Stefano Boeri Architettii integrates a lush vertical forest into a social housing project in the Trudo Vertical Forest concept, which fits 125 low-income social housing units into 19 floors, each one with its own balcony filled with plants. The building creates its own ecosystem, helps filter the air for its occupants and uses prefabrication for rapid, accurate construction.

WE Architecture won a competition to design social housing in Aarhus, Denmark with ‘Saltholmsgade,’ a modern reinterpretation of the city’s historical housing typologies incorporating green communal spaces.

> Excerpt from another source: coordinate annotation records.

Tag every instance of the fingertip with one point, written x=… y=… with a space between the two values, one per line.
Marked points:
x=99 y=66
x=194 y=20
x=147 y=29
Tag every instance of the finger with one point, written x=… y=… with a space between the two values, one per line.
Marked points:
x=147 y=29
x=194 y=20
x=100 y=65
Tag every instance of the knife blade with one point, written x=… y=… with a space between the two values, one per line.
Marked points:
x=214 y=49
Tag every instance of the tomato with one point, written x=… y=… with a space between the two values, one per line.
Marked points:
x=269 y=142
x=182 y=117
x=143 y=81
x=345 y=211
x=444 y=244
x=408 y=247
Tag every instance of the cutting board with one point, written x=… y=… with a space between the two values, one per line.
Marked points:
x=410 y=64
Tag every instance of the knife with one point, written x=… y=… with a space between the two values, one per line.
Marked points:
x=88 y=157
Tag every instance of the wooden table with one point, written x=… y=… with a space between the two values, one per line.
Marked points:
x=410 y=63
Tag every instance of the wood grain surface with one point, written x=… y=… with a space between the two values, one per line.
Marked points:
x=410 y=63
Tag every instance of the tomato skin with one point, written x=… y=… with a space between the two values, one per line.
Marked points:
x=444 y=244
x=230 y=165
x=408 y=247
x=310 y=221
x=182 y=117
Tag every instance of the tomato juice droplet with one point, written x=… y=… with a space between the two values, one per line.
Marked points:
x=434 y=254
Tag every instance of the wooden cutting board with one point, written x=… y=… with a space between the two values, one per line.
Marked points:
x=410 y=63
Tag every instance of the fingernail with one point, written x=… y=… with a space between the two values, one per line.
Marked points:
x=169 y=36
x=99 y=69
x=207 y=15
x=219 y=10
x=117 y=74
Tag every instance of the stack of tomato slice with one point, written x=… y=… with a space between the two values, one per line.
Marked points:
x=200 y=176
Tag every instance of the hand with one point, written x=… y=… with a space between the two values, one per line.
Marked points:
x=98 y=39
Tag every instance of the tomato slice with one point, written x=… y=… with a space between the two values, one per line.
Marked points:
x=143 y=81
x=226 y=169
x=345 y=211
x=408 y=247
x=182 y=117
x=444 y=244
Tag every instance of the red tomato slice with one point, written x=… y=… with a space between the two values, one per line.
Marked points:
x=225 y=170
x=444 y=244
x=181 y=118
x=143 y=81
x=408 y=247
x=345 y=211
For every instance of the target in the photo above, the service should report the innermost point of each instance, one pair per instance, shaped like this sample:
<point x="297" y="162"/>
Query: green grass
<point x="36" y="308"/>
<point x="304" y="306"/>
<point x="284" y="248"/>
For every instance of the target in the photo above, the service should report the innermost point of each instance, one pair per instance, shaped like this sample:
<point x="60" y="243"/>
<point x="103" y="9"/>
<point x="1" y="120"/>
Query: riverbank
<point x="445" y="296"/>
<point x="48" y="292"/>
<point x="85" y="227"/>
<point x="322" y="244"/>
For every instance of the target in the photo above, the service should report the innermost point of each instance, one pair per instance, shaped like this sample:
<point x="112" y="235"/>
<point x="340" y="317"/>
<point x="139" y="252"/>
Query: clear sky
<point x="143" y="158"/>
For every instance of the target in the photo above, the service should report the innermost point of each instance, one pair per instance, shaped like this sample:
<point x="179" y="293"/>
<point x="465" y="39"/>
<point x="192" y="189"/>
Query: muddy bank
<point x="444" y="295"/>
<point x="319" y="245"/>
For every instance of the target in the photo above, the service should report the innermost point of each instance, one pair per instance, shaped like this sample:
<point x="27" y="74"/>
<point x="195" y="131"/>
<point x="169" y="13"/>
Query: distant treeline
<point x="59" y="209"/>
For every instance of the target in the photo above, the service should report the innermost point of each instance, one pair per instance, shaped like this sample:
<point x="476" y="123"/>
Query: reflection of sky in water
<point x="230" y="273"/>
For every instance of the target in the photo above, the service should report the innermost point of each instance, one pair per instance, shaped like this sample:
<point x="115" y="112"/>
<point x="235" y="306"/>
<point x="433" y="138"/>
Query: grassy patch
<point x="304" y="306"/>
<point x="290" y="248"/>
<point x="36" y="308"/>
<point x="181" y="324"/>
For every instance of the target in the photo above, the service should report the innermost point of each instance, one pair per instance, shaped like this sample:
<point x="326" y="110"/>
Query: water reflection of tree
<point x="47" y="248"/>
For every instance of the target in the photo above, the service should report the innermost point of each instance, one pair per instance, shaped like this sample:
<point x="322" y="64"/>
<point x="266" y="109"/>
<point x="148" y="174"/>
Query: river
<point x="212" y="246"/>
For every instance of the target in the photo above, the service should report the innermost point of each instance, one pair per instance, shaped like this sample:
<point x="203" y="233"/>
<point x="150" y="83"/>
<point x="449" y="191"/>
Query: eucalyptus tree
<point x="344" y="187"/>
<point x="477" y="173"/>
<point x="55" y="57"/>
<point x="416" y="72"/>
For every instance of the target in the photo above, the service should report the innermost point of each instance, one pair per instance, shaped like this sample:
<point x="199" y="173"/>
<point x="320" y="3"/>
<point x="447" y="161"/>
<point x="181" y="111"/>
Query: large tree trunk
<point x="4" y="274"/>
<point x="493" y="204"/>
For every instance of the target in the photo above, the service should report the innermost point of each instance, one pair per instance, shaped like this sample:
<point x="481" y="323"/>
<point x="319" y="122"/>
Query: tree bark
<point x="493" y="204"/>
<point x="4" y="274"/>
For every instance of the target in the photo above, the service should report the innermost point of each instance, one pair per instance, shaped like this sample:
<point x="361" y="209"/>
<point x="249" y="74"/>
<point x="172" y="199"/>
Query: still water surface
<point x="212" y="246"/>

The complex contains 38 individual affordable apartments giving occupants views of the city from rooftop gardens.

Subscription Living: Rent Everything, Own Nothing

At London’s Architectural Association School of Architecture, a master’s program called Design Research Laboratory asks teams of post-graduate students to envision mass-customized urban housing for the future. One interesting proposal to come out of this program is Team Dwel.t’s “rent everything, own nothing” community. Set within an organically shaped building made of woven carbon fiber (which is almost certainly a material we’ll be seeing more of in the coming decades), the concept muses that in an age of Netflix, Pandora and Uber, some urbanites may be willing to give up ownership of just about everything in exchange for more freedom. Each space would be unique, enticing nomadic types to try out different homes within a single building.

“Dwel.t believes that architecture has a significant role to play in the building of communities and the sharing of resources. They’ve been specifically looking at lightweight interchangeable panels created with techniques like carbon-fiber weaaving. Carbon fiber is strong but lightweight, so you can remove and reposition walls easier than if they were made of concrete.”